Learn More: 4 Ways to Modernize your IT Ops in 2020

5. Caution Against Poor File-Sharing Practices
People are so accustomed to sharing files through a variety of often insecure platforms that they don’t change their habits when they get to work. A recent study from Code42 found that 31% of respondents did not use company-provided platforms to share files with their colleagues or collaborate in other ways. They used social media sharing options instead.

Distributing company materials that way could make it easier for unauthorized people to see confidential files. Also, when workers decide not to use the sharing tools the enterprise gives them, it becomes more difficult for the company to keep track of who has company content that should only get handled by a restricted group of people.

Bear in mind that people at the company may not initially realize there’s anything wrong with sharing files outside of the channels that are set up. That’s why any cybersecurity training about this matter should always begin with explaining the vulnerabilities of general file sharing apps not intended for company use.

6. Adjust Your Cybersecurity Plan to Accommodate 5G
2020 is the year when the 5G network should start to have a significant impact on how everyday people and businesses use the internet. Even if you’re not sure when your area will have a fully functioning 5G network, start making plans early in 2020 for how you’ll keep your company safe from cyberthreats once the faster, low-latency connectivity option rolls out.

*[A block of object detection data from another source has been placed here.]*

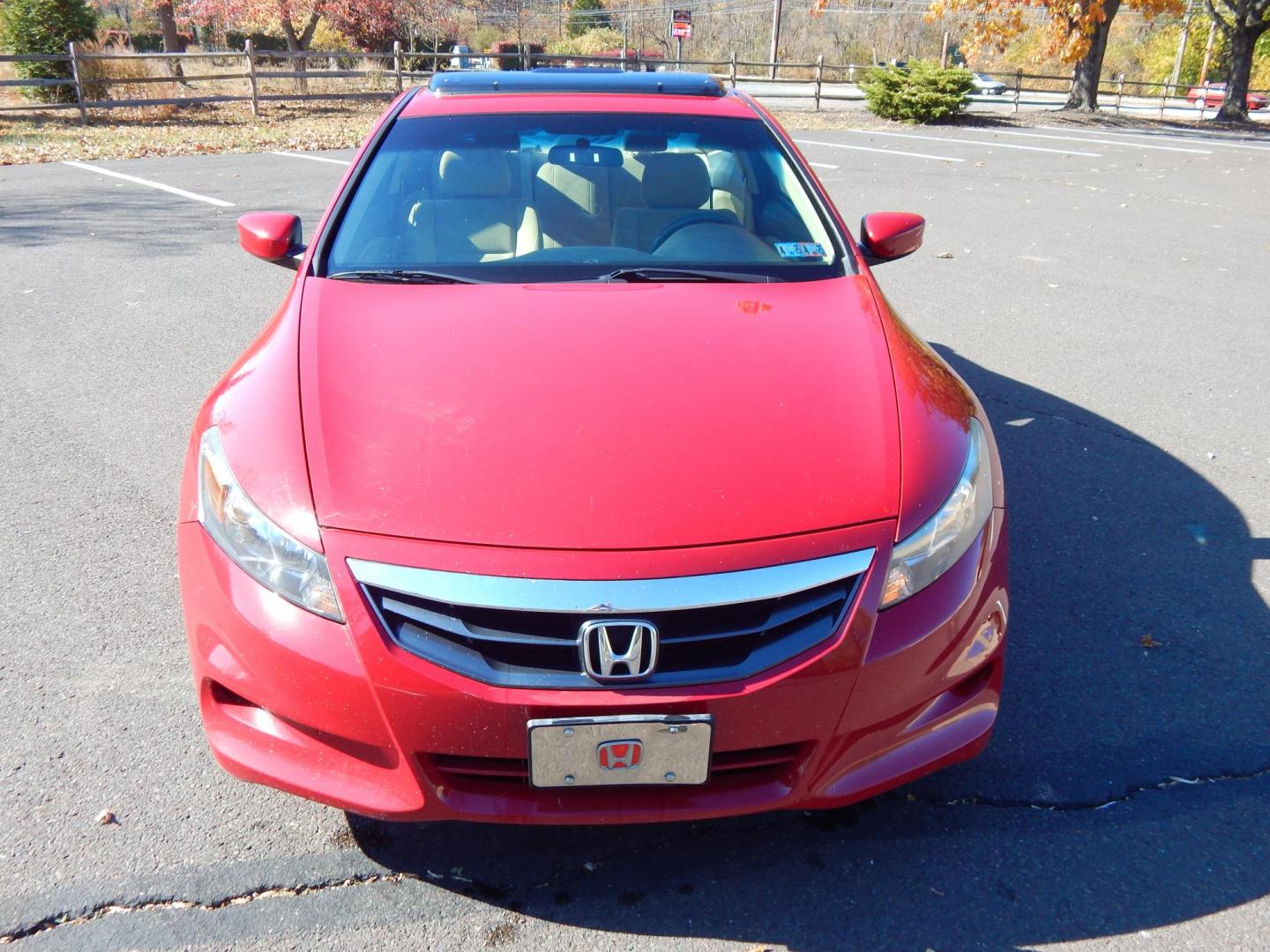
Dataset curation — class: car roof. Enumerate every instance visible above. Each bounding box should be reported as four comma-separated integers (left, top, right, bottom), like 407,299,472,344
401,69,758,119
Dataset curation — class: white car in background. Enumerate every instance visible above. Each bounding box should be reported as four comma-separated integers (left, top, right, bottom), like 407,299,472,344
970,72,1005,96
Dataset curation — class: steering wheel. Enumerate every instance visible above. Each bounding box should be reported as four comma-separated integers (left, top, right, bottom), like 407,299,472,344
647,211,741,254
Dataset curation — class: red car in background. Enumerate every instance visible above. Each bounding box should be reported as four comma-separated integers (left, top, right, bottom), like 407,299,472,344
1186,83,1270,109
178,70,1008,822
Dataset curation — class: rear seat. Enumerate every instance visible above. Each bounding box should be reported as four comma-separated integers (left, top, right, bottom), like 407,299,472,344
612,152,731,251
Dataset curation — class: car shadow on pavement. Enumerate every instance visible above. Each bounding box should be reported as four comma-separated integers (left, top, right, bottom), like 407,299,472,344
349,348,1270,949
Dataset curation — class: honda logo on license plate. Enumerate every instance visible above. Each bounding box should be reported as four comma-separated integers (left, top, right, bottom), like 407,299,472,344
597,740,644,770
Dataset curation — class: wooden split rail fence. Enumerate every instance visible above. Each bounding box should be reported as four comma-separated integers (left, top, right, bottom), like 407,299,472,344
0,41,1265,123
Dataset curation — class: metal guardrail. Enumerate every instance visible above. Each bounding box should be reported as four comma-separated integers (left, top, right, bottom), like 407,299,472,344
0,40,1262,123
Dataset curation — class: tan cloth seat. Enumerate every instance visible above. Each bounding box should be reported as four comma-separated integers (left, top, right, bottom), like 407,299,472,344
409,148,542,263
614,152,713,251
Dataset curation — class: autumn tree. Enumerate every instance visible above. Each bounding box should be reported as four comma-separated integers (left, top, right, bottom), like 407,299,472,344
930,0,1178,112
1204,0,1270,122
565,0,614,37
185,0,319,52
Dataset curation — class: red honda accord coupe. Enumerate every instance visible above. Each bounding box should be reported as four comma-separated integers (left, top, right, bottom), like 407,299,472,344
178,70,1008,822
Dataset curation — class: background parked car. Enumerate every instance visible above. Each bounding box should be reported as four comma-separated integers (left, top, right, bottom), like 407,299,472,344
974,72,1005,96
1186,83,1270,109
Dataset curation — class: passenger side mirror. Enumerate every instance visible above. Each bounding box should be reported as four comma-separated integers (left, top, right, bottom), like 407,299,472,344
237,212,305,271
860,212,926,264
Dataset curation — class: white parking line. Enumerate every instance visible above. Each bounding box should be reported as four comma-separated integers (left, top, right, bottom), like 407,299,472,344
845,130,1102,159
963,126,1213,155
63,160,234,208
794,138,965,165
1036,126,1270,152
269,151,352,165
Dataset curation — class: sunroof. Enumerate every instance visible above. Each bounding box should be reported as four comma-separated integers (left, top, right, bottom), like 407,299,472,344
428,67,727,96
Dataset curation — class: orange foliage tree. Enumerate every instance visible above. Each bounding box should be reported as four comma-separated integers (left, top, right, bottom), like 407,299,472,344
929,0,1184,112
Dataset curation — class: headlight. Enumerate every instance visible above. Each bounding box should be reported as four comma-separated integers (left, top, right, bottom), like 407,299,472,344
880,418,992,608
198,427,344,622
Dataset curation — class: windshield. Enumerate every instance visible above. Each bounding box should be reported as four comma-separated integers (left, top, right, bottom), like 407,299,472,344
324,113,842,282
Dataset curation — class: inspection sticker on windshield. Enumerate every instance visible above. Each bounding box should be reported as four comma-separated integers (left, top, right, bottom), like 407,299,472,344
776,242,825,257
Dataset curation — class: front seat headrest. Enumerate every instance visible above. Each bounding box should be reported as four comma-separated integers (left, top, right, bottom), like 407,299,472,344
643,152,710,208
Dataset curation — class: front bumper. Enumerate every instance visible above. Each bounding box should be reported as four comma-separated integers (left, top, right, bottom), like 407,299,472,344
178,509,1008,824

Cybersecurity experts think that since the network will create a larger attack surface, it’ll be easier for cybercriminals to orchestrate incidents that affect victims on a much broader scale. Also, since the 5G network will facilitate using more IoT devices and processing data-heavy applications, cybercriminals may revamp their strategies to target weaknesses differently.

Proactiveness Avoids Cybersecurity Catastrophes
You can’t anticipate every future cybersecurity risk now. However, these six tips will ensure your gameplan takes 2020’s biggest obstacles into account.